Tripod holes 27

North American manatee Trichechus manatus surfacing for food in Ellie Schiller Homosassa Springs Wildlife State Park, Florida
N 28°47’57.33″ W 82°35’16.94″ Google Earth location

This plot is as close as I can get it with the trees in the way, though if I was there again I could tell you within a half-meter. Not that it matters, because you might see something similar from many different spots, and anyway this particular model is likely not still waiting there.This is a North American manatee (Trichechus manatus,) or at least the head of one, found (easily) in Ellie Schiller Homosassa Springs Wildlife State Park, far too long of a proper name, in Homosassa Springs, Florida – the “Ellie Schiller” part has been added since The Girlfriend and I were there in 2009. We had been making our way south along the West/Gulf coast of Florida and had stopped in two locations previously to try and spot manatees; we’d actually been successful at the first, though it was from a distance without the best lighting and we saw what is typically seen, a snout peeking briefly above the water. This is so unprepossessing that it could easily be mistaken for a turtle, and if you look closely at the image here you can see the waterline around the nostrils that denotes what’s above and what’s below the surface.

But we hadn’t seen this yet, and were continuing on our path south when we suddenly passed the state park and decided to turn around and check it out. This was quite fortuitous since it is, among other things, a manatee rehabilitation center and one of Florida’s many warm springs, so the manatees were there in abundance, this one in particular coming right up along the shore under a viewing stand to await the scheduled feeding. Thus, captive, but about as close as you could possibly get, so if you want to see what a manatee really looks like, this is one of the better places, short of the tours at nearby locations where you’re allowed to snorkel with them. The Girlfriend doesn’t consider herself a nature photographer (I know, right?) but is more than happy to do so when the subjects are nearby and photogenic, while the definition of that word is stretched a bit when talking about manatees, just slightly above a formless blob and what I tend to call, “the beginnings of evolution.” Which isn’t true at all, and they used to be land mammals, but I can be cruel like that.
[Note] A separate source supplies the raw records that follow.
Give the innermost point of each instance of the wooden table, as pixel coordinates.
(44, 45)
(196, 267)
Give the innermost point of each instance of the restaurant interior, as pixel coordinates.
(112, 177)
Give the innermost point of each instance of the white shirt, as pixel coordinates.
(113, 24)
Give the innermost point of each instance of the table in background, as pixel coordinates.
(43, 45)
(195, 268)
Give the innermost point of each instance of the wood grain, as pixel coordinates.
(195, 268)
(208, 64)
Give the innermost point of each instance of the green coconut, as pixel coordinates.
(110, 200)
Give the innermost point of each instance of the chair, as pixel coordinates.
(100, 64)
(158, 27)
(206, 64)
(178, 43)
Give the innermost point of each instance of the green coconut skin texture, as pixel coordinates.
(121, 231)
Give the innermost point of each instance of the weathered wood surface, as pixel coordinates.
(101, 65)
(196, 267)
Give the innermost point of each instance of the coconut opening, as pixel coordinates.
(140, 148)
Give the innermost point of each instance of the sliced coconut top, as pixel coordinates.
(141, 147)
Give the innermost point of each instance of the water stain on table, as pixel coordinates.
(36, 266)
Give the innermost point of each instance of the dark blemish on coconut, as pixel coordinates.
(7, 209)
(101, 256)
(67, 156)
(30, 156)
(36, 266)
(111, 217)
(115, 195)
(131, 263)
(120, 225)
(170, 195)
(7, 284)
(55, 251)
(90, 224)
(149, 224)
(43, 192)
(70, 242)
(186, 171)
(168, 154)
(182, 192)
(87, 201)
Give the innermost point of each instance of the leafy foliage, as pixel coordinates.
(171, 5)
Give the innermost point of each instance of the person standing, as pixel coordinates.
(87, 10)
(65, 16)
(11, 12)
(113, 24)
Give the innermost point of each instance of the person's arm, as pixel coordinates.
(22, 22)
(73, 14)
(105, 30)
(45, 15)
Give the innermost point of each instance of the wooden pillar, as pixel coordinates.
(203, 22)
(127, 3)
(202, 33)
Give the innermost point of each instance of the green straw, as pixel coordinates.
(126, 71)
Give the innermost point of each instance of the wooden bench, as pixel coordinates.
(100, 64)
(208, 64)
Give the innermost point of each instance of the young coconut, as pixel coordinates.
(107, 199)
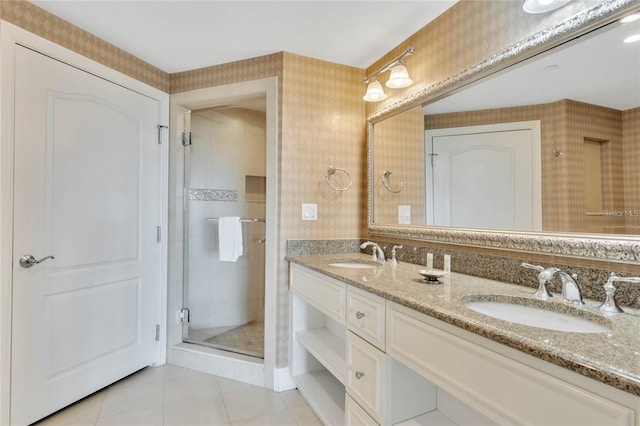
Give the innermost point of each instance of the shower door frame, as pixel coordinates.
(186, 225)
(182, 103)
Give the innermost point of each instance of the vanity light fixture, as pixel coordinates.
(398, 79)
(375, 92)
(542, 6)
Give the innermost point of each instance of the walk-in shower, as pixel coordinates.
(225, 203)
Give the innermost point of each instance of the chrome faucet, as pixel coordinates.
(545, 275)
(570, 290)
(610, 305)
(394, 260)
(378, 253)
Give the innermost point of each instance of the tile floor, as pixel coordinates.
(171, 395)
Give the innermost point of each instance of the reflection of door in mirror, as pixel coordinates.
(564, 127)
(484, 176)
(399, 149)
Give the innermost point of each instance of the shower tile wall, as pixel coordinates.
(226, 147)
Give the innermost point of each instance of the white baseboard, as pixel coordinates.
(282, 380)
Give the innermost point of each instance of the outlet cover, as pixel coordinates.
(309, 212)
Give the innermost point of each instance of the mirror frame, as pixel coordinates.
(592, 246)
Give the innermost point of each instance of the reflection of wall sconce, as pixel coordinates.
(387, 184)
(398, 79)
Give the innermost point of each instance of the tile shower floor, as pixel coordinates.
(248, 338)
(171, 395)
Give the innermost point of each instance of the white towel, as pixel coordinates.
(230, 238)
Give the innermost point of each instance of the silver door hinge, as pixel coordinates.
(186, 138)
(184, 315)
(160, 127)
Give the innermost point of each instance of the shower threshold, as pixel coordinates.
(224, 348)
(247, 339)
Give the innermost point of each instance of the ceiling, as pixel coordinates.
(181, 35)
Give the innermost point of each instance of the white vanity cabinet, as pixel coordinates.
(337, 355)
(317, 349)
(359, 359)
(507, 389)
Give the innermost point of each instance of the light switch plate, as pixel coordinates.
(404, 215)
(309, 212)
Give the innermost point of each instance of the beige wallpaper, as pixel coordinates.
(631, 168)
(464, 35)
(322, 115)
(564, 125)
(46, 25)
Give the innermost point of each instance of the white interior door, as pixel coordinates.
(485, 177)
(87, 191)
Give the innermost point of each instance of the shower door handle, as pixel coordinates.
(27, 261)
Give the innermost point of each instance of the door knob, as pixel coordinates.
(27, 261)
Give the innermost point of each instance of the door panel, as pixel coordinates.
(484, 177)
(87, 191)
(109, 201)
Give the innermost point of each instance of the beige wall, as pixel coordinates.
(322, 115)
(46, 25)
(631, 167)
I include, however, a shot of The Girlfriend getting her own shots, taken from the viewing bleachers in the same spot.

The Girlfriend aiming down at a captive North American manatee Trichetus manatus in Ellie Schiller Homosassa Springs Wildlife State Park in Homosassa Springs, Florida
This is the visual of a story that I still tell, by the way, because The Girlfriend stood there motionless without snapping any frames for a while, and eventually I asked her what she was waiting for.
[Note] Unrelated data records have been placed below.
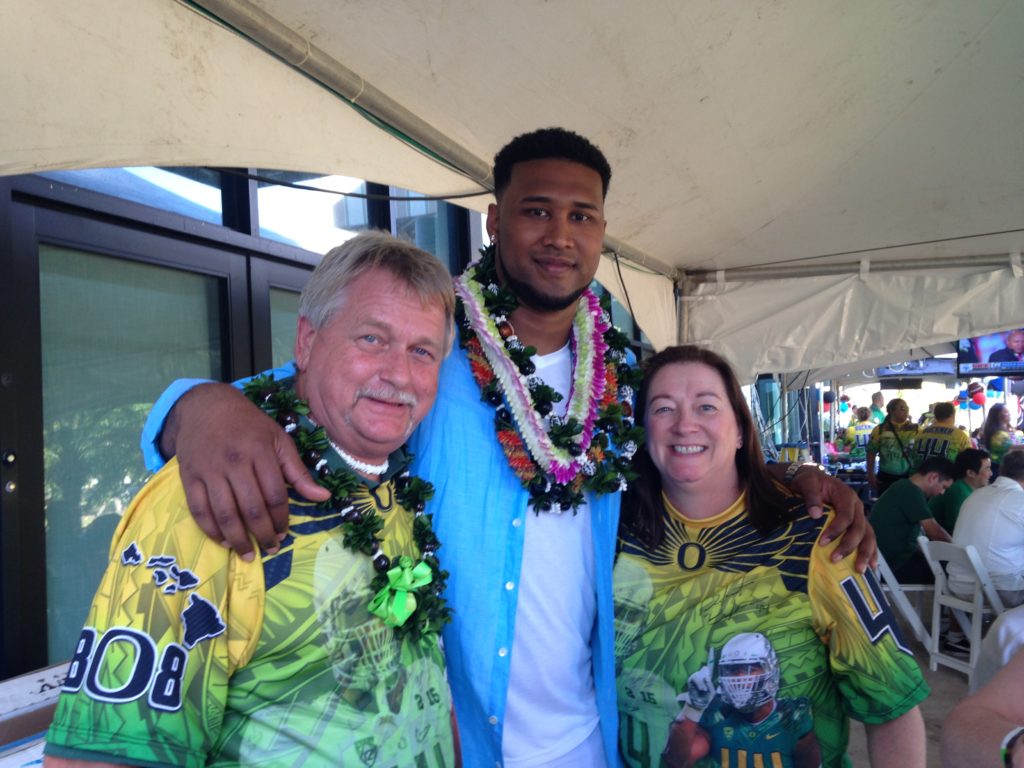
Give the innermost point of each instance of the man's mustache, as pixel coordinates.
(388, 394)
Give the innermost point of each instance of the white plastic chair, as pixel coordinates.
(898, 598)
(970, 612)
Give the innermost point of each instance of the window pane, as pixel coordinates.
(189, 192)
(423, 222)
(314, 220)
(284, 315)
(114, 333)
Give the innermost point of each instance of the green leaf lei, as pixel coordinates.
(411, 604)
(588, 451)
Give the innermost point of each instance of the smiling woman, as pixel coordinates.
(735, 624)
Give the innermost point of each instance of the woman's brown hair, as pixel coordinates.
(642, 508)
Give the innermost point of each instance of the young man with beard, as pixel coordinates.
(528, 445)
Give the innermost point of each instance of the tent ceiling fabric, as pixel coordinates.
(770, 132)
(828, 322)
(153, 82)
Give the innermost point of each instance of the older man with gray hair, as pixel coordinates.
(325, 652)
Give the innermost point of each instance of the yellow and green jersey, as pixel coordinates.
(999, 443)
(192, 656)
(936, 440)
(836, 650)
(893, 449)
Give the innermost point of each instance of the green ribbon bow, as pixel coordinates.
(395, 602)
“I’m waiting for it to open its eyes,” she told me.

“They are open,” I replied, and they’re wide open in the top pic as well; manatees have quite small eyes for their bulk, and that’s as big as they’re gonna appear.

Now, some comments about the locale. The northern to central parts of Florida are riddled with warm springs; the geology is ‘porous,’ largely subterranean caves, that take the drainage from the swamps of southern Georgia and carry it underground until it pops up in various openings throughout Florida. Because they’re deep enough to be sheltered from surface temperatures, the water stays roughly the same temperature year-round, about 23°c – this is pleasantly cool in summer but nicely warm in winter, and thus the manatees love it, and will follow the channels up from the ocean to the spring sources in winter; despite their bulk, manatees can not handle colder temperatures. I say all this because the park sits directly over the mouth of one of these springs, and I mean directly: an underwater viewing area is suspended smack in the mouth of the spring. That’s the octagonal building with the pale green roof immediately west of the plot that I provided, and in those photos you can see the water darkening as the bottom (only a handful of meters deep until that spot) begins to drop off into the cavern system. As I type this, the aerial photos used in online Google Earth and the default in the program actually show manatees in the water. It’s easy enough to zoom out and follow the path of the springwater out to the nearby Gulf, and you’ll see the gate that keeps the injured or ill manatees within until they’re healthy enough to be released.

Ellie Schiller Homosassa Springs Wildlife State Park is also home to an education center and a small zoo, so definitely worth a stop. There’s a boat tour that you can take from the visitors’ center off of Rt 41 (you can follow that narrow, winding channel east from the plot too,) but you can also just drive over to the zoo area.

Two small side notes: the slide film I was using did not come up with a good color register, either from age or (more likely, since I kept my film refrigerated) a bad batch, so the colors have been improved here yet still suck. And North American manatees are also known as West Indian manatees, a name that I’m surprised is still in use; the “West Indies” is a relic of Christopher Columbus’ stupidity and “Indian” isn’t even considered appropriate for the indigenous people of North America. While I find a lot of the ‘Woke’ actions recently to be overreactive nonsense, anything related to the region being considered the ‘Indies’ should have vanished long ago.